Rodney played rap music in class to build a rapport with his in-school suspension students.
“Due to disruptive behaviors, some of my kids weren’t making it through the day. No engagement. They didn’t prioritize education. Many didn’t think that they would find success in education. I had students come to school hungry, homeless, abused, tired, and scared all from life circumstances,” he says.
“I knew that regardless of their background my students had the intellectual capacity to do well. I knew they could do it.”
“Growing up, I watched my single mom struggle and face challenges to provide and raise two boys. My mom is the first college graduate in her family. However, it was not only she, but my aunts, grandparents, cousins, and church members who stressed education to me my entire life. While I didn’t always show it, I knew the importance of education,” Rodney says.
Rodney knew that with his students, he just had to engage them and meet them where they were. “I love many genres of music. I grew up playing classical music on the piano. So I decided to use music, particularly rap, to teach students history, including complicated political issues such as allegations that the CIA supported cocaine trafficking operations in the 1980s during the Nicaraguan civil war and how drugs influenced music.”
“We started talking about why rap changed and how it changed. We looked at how drugs came into society. We looked at the Iran-Contra scandal. We just connected all these things,” he says. “They just needed to be engaged and it needs to be culturally relevant.”
Rodney ended up earning his Ed. S, a post-masters education program, at Liberty University. He began following up with an Educational Doctorate or Ed. D in education leadership. His dissertation was on solving the problem of having too few Black male teachers in local schools.
Around the time he started working on his Ed. D, he was looking for a new job. He applied to be the Greensboro History Museum’s education curator. He started the job in fall 2018.
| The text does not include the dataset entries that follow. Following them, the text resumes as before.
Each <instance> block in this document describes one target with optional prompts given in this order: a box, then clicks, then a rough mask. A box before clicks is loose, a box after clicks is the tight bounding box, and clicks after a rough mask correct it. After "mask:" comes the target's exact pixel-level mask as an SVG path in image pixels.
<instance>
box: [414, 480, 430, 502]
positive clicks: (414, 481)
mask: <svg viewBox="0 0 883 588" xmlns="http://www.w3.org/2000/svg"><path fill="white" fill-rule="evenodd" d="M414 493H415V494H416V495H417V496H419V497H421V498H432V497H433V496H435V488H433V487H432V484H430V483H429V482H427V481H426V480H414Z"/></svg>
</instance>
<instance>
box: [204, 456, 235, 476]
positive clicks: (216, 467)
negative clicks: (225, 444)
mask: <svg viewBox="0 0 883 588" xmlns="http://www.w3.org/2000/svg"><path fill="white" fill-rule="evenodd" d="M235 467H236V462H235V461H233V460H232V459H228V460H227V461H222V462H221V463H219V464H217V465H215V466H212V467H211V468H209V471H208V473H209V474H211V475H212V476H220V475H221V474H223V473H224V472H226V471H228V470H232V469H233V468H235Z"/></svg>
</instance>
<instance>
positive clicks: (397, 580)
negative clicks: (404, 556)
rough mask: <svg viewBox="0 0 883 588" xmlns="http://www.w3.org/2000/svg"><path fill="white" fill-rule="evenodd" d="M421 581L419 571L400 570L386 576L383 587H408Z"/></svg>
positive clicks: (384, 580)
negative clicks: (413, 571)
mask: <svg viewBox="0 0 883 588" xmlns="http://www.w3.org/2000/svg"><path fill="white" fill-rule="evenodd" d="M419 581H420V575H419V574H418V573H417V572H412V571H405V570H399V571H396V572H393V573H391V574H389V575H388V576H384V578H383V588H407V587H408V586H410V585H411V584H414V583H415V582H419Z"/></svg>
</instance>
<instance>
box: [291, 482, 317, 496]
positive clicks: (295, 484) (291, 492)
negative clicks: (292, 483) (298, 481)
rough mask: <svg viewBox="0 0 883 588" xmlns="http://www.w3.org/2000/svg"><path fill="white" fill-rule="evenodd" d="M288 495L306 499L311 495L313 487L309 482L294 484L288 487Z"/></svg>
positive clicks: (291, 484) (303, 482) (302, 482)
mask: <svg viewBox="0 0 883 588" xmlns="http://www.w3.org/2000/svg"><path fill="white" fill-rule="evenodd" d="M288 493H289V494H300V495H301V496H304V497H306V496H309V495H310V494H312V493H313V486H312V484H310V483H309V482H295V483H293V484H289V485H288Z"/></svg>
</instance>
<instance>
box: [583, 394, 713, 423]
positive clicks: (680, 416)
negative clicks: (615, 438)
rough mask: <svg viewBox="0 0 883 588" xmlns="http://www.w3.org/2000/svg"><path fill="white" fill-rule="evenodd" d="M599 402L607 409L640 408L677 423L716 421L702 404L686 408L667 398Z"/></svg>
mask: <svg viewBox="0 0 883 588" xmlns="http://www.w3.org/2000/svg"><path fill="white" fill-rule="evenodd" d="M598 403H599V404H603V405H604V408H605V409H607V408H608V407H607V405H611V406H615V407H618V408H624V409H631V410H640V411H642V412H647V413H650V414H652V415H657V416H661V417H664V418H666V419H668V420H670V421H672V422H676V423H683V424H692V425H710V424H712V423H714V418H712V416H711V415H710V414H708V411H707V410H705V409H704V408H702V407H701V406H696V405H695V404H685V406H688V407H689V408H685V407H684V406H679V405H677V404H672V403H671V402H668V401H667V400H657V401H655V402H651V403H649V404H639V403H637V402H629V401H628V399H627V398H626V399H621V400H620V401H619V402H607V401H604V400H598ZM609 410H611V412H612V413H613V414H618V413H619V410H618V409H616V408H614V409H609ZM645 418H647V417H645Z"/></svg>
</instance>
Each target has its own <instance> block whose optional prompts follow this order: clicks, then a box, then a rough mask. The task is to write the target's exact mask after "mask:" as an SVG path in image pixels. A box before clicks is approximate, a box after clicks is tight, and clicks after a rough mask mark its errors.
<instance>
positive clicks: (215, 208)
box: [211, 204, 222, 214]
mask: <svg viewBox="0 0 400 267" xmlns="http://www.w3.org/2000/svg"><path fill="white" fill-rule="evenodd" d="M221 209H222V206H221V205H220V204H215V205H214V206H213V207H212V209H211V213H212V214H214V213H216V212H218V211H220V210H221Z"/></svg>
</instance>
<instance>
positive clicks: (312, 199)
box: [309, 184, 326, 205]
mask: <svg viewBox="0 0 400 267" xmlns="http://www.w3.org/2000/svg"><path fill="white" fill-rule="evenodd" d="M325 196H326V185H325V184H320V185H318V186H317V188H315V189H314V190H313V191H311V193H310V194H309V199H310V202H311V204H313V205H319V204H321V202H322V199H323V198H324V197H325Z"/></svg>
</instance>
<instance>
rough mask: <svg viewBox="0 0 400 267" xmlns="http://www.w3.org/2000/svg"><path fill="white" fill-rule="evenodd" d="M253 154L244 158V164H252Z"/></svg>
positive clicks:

“I never thought I would work in a museum,” he says. Yet the gig allows him to use his past experiences and personal passions – from his life as a veteran to his love of history to his experience with broadcasting and technology – to expand what the museum offers to the public.
“Because of my instructional technology background, I have been able to do webinars. I started a podcast. I still visit schools and teach K-12 classes remotely,” Rodney says.
This year, as the pandemic shut down public facilities and in-person gatherings, Rodney helped the museum launch a variety of virtual experiences.
He’s particularly proud of the Juneteenth celebration – where the City presented a full day of programs around Black and African American culture streaming from the City of Greensboro’s Facebook page. It was a first for the City and came right as there was nationwide conversations about race and the treatment of Black people.
The museum hosted ten different programs. Rodney created five of them, including an interview and cooking demo with the chef and owner of Dame’s Chicken and Waffles and the Juneteenth History and Traditions special. The virtual outreach was right up his alley. But even he was shocked at the community interest. The five Juneteenth segments that Rodney produced acquired over 10,000 views.
He’s now working on a Holocaust program, featuring sculptor Victoria Milstein and a New York Times best-selling author. In addition, he’s working on two documentaries highlighting a local civil rights leader, and the Greensboro women who sustained the 1960 sit-in movement.
Before, Rodney used to criticize himself for changing careers so often. Not anymore.
He used to think, “How come I could not stick with this one thing? Why did I jump? Now, I see it as preparation.”